Selain itu, Josua menekankan bahwa lembaga keuangan sendiri harus meningkatkan kapasitasnya dalam analisis risiko terkait aset karbon serta menciptakan produk derivatif karbon untuk memperluas minat investor.

Bursa karbon

Perdagangan karbon di Indonesia menunjukkan perkembangan signifikan, menandakan kemajuan dalam pembiayaan ekonomi hijau nasional. Bursa Karbon (IDXCarbon), sebagai salah satu instrumen utama, tidak hanya mencatatkan pertumbuhan transaksi yang mengesankan, tetapi juga telah memperoleh pengakuan di tingkat internasional. 

Direktur Utama Bursa Efek Indonesia dalam, Iman Rahman, memaparkan data terkini yang memperkuat optimisme ini.

"Hingga 11 Juli 2025, IDX Karbon telah mencatatkan hampir 1,6 juta ton setara CO2 yang diperdagangkan, dengan nilai transaksi sebesar Rp77,95 miliar," katanya dalam acara Peluncuran Buku Mengenal dan Memahami Perdagangan Karbon bagi Sektor Jasa Keuangan di Main Hall Bursa Efek Indonesia, Jakarta, (15/7/2025).

Lebih lanjut ia menerangkan, angka ini menunjukkan peningkatan aktivitas yang substansial dalam kurun waktu kurang dari dua tahun sejak perdagangan perdana pada 26 September 2023. Peningkatan jumlah pengguna jasa dari 16 menjadi 113, serta lonjakan aktivitas retirement karbon dari 6.260 ton pada tahun 2023 menjadi 980.475 ton.

Iman Rahman juga menyoroti peran penting sektor jasa keuangan dalam dinamika pasar ini. "Sejak perdagangan perdana IDX Karbon pada tanggal 26 September 2023 lalu, 6 dari 15 pembeli perdana berasal dari sektor jasa keuangan," ungkapnya. 

Hal ini menunjukkan keterlibatan langsung institusi finansial dalam memobilisasi dana untuk proyek-proyek mitigasi karbon.

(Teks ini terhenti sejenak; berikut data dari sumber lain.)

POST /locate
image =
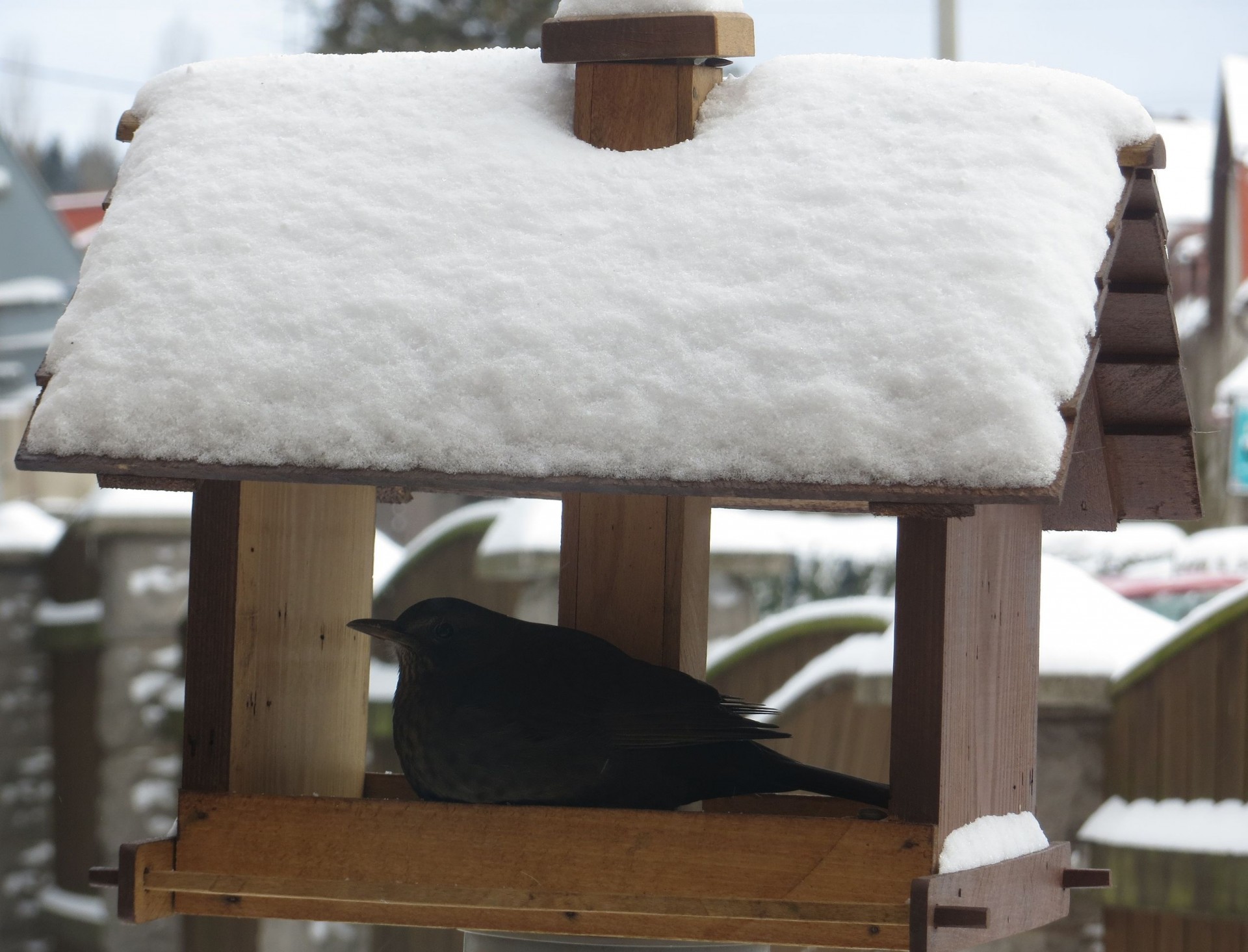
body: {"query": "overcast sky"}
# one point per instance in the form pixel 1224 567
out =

Pengawasan ketat dari Otoritas Jasa Keuangan (OJK) dan integrasi sistem dengan Sistem Registrasi Nasional (SRN) menjadi fondasi utama dalam memperkuat integritas dan reliabilitas pasar karbon. Rahman menekankan, "Pengawasan OJK dan integrasi dengan SRN merupakan faktor fundamental yang memperkuat integritas dan reliabilitas pasar karbon kita di mata internasional.

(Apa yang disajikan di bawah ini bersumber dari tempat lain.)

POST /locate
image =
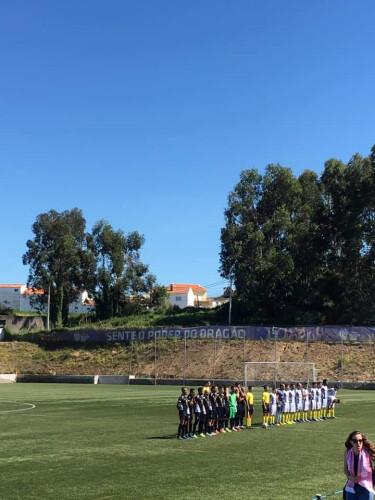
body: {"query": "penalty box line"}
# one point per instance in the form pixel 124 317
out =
pixel 30 405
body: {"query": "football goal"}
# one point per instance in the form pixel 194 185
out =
pixel 276 372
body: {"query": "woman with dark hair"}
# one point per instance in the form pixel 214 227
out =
pixel 359 455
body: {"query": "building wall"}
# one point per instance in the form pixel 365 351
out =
pixel 15 298
pixel 182 300
pixel 11 297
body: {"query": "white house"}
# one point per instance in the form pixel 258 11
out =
pixel 186 295
pixel 18 296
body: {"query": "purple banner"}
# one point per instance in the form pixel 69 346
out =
pixel 302 334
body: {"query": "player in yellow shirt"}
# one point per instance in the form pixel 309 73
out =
pixel 250 406
pixel 266 405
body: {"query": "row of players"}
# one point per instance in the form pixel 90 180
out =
pixel 219 410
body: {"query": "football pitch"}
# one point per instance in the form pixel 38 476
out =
pixel 102 442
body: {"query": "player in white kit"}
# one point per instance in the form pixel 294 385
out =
pixel 305 402
pixel 319 401
pixel 292 403
pixel 313 403
pixel 287 404
pixel 273 407
pixel 299 403
pixel 324 399
pixel 332 399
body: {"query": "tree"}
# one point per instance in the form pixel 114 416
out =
pixel 303 250
pixel 55 257
pixel 120 276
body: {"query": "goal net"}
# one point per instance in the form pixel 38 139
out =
pixel 273 372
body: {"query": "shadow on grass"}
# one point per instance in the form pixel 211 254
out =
pixel 169 436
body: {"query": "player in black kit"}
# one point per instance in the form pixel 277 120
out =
pixel 183 412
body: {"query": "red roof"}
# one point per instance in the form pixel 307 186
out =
pixel 33 291
pixel 184 288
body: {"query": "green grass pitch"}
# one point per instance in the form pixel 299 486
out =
pixel 102 442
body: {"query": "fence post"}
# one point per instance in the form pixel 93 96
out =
pixel 214 370
pixel 184 357
pixel 155 361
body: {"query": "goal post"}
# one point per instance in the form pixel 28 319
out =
pixel 267 372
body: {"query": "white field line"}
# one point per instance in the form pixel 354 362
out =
pixel 30 405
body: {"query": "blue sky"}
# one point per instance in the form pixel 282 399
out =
pixel 144 113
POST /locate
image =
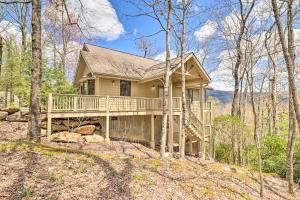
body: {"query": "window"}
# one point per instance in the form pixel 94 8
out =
pixel 88 87
pixel 160 91
pixel 125 88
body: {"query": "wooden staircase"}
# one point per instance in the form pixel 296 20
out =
pixel 193 127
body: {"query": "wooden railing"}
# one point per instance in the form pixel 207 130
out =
pixel 78 103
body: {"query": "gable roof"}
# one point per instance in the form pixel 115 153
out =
pixel 104 61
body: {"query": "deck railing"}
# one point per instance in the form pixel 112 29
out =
pixel 77 103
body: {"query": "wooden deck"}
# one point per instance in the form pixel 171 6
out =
pixel 67 105
pixel 64 105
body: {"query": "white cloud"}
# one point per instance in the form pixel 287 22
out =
pixel 162 56
pixel 206 31
pixel 98 19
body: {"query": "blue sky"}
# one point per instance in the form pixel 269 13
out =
pixel 134 28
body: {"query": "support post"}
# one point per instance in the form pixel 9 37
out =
pixel 171 130
pixel 191 146
pixel 49 117
pixel 152 139
pixel 180 132
pixel 199 148
pixel 202 97
pixel 107 120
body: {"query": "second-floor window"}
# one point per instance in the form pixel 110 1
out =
pixel 125 88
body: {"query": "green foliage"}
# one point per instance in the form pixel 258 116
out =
pixel 222 152
pixel 16 75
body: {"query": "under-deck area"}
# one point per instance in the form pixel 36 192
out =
pixel 137 118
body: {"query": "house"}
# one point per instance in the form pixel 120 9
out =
pixel 126 91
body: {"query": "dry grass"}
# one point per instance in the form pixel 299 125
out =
pixel 120 171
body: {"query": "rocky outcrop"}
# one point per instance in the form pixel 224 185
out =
pixel 74 123
pixel 3 115
pixel 85 130
pixel 67 137
pixel 93 138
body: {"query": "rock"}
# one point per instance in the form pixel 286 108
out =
pixel 73 123
pixel 17 117
pixel 85 130
pixel 93 138
pixel 66 136
pixel 24 111
pixel 3 115
pixel 12 110
pixel 57 121
pixel 57 127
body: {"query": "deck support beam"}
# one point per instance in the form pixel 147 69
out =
pixel 199 154
pixel 49 117
pixel 152 139
pixel 107 121
pixel 180 131
pixel 191 146
pixel 171 128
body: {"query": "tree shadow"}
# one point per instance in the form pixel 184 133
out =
pixel 18 187
pixel 118 183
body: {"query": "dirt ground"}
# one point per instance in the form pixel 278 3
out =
pixel 118 170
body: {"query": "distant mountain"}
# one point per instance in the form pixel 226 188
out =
pixel 223 96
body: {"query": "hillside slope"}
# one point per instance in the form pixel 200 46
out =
pixel 120 170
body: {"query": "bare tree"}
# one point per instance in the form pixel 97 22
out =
pixel 244 15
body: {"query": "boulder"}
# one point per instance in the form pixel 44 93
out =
pixel 3 115
pixel 85 130
pixel 24 111
pixel 17 117
pixel 58 127
pixel 93 138
pixel 43 117
pixel 12 110
pixel 66 136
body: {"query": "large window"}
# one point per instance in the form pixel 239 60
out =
pixel 91 87
pixel 88 87
pixel 125 88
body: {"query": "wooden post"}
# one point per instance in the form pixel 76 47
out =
pixel 202 97
pixel 199 148
pixel 191 146
pixel 180 130
pixel 171 130
pixel 107 120
pixel 152 140
pixel 211 144
pixel 49 117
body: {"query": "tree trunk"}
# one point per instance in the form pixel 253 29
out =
pixel 289 57
pixel 183 71
pixel 256 133
pixel 166 84
pixel 1 53
pixel 34 124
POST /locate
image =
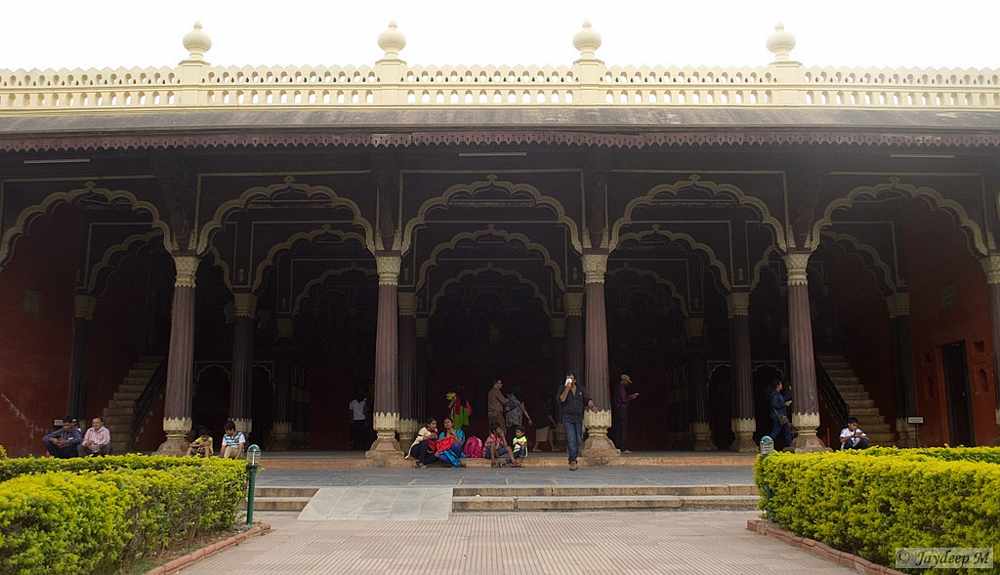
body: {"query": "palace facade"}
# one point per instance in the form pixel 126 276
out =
pixel 188 244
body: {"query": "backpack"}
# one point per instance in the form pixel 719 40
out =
pixel 473 447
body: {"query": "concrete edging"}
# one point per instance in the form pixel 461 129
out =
pixel 859 564
pixel 185 561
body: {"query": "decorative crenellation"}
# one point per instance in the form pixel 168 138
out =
pixel 186 271
pixel 407 302
pixel 738 303
pixel 991 265
pixel 574 304
pixel 245 305
pixel 796 264
pixel 388 269
pixel 83 306
pixel 898 304
pixel 595 267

Direktur Utama Bursa Efek Indonesia juga menyatakan, pengakuan dunia terhadap usaha Indonesia dalam perdagangan karbon semakin terlihat jelas. Ia menyebutkan, pada 20 Januari 2025, Indonesia berhasil melakukan transaksi perdana unit karbon ke pasar internasional, setelah mendapatkan otorisasi dari Kementerian Lingkungan Hidup dan Kehutanan.

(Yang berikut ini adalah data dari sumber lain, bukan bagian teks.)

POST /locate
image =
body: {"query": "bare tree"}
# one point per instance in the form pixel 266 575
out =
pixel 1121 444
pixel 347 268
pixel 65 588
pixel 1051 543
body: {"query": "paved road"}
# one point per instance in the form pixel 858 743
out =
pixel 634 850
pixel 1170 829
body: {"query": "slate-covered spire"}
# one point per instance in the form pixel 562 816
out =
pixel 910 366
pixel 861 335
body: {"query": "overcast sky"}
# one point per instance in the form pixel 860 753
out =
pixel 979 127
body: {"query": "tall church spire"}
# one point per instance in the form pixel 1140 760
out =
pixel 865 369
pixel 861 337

Selanjutnya, pada 8 Mei 2025, Kementerian Lingkungan Hidup dan Kehutanan menandatangani Mutual Recognition Agreement (MRA) dengan Gold Standard Foundation (GSF), lembaga registrasi karbon internasional di Jenewa, Swiss.

Berikut beberapa capaian pasar karbon Indonesia

  1. Berdasarkan data per tanggal 14 Juli 2025, perkembangan perdagangan karbon di Indonesia menunjukkan tren positif, yang ditunjukkan antara lain:

  2. Total volume transaksi yang diperdagangkan sejumlah 1.599,336 (satu juta lima ratus sembilan puluh sembilan ribu tiga ratus tiga puluh enam) ton Ekuivalen Karbon Dioksida (CO2e) senilai Rp78 miliar.

  3. Harga per unit karbon adalah sebesar Rp58.800,00 (lima puluh delapan ribu delapan ratus rupiah) atau setara $3,6 (tiga koma enam dollar) untuk unit karbon IDTBS dan sebesar Rp61.000,00 (enam puluh satu ribu rupiah) atau setara $3,7 (tiga koma tujuh dollar) untuk unit karbon IDTBS-RE.

  4. Proyek yang didaftarkan sebanyak 8 proyek, terdiri dari PT Pertamina Power Indonesia sebanyak 1 proyek, PT Perkebunan Nusantara IV sebanyak 1 proyek, dan sisanya dari PT PLN Nusantara Power, serta PT PLN Indonesia Power yang tergabung dalam PLN Grup. Proyek yang ada merupakan kategori technology based solution (IDTBS) dan berasal dari sektor energi.

  5. Jumlah retirement yang diajukan sebanyak 980.475 (sembilan ratus delapan puluh ribu empat ratus tujuh puluh lima) ton CO2e.

  6. Jumlah pengguna jasa meningkat dari 16 pengguna jasa menjadi 113 pengguna jasa.

Peluang bagi perusahaan

Dalam talk show di Main Hall Bursa Efek Indonesia, Jakarta, (15/7/2025). Bondan Susilo, Head of Environment Department, PT Astra International Tbk, menekankan pentingnya bursa karbon dalam mencapai target penurunan emisi baik di tingkat perusahaan maupun dalam NDC (Nationally Determined Contribution) Indonesia.

Keikutsertaan aktif di bursa karbon, menurut Bondan, tidak hanya membantu perusahaan mencapai target emisi, tetapi juga memberikan manfaat ganda (multiple manfaat) bagi ekosistem energi terbarukan nasional. "Kalau kita ikut meramaikan misalnya kita membeli atau menjual di situ, itu akan meningkatkan ekosistem renewable-nya juga," katanya.

Pasar karbon di Indonesia memiliki potensi besar untuk tidak hanya didominasi oleh proyek berbasis teknologi, melainkan juga oleh proyek berbasis alam (nature-based solutions) menuru Head of Environment Department Astra tersebut. 

Lebih lanjut, Ia sangat menganjurkan pengembangan inisiatif ini, melihatnya sebagai kunci untuk menciptakan dampak lingkungan, sosial, dan ekonomi yang berlipat ganda, dan sangat diminati pasar internasional.

Bondan menyoroti proyek-proyek yang diinisiasi Astra, seperti perlindungan hutan dan social forestry, sebagai contoh nyata bagaimana solusi berbasis alam dapat memberikan manfaat komprehensif.

"Projeknya itu dari sisi sosialnya dapat, lingkungannya dapat, ekonomi juga dapat," jelas Bondan, merujuk pada model social forestry yang melibatkan petani. Dalam skema ini, petani tidak hanya mendapatkan hasil panen buah, tetapi juga mengintegrasikannya dengan penanaman pohon kehutanan yang berfungsi sebagai penyerap CO2.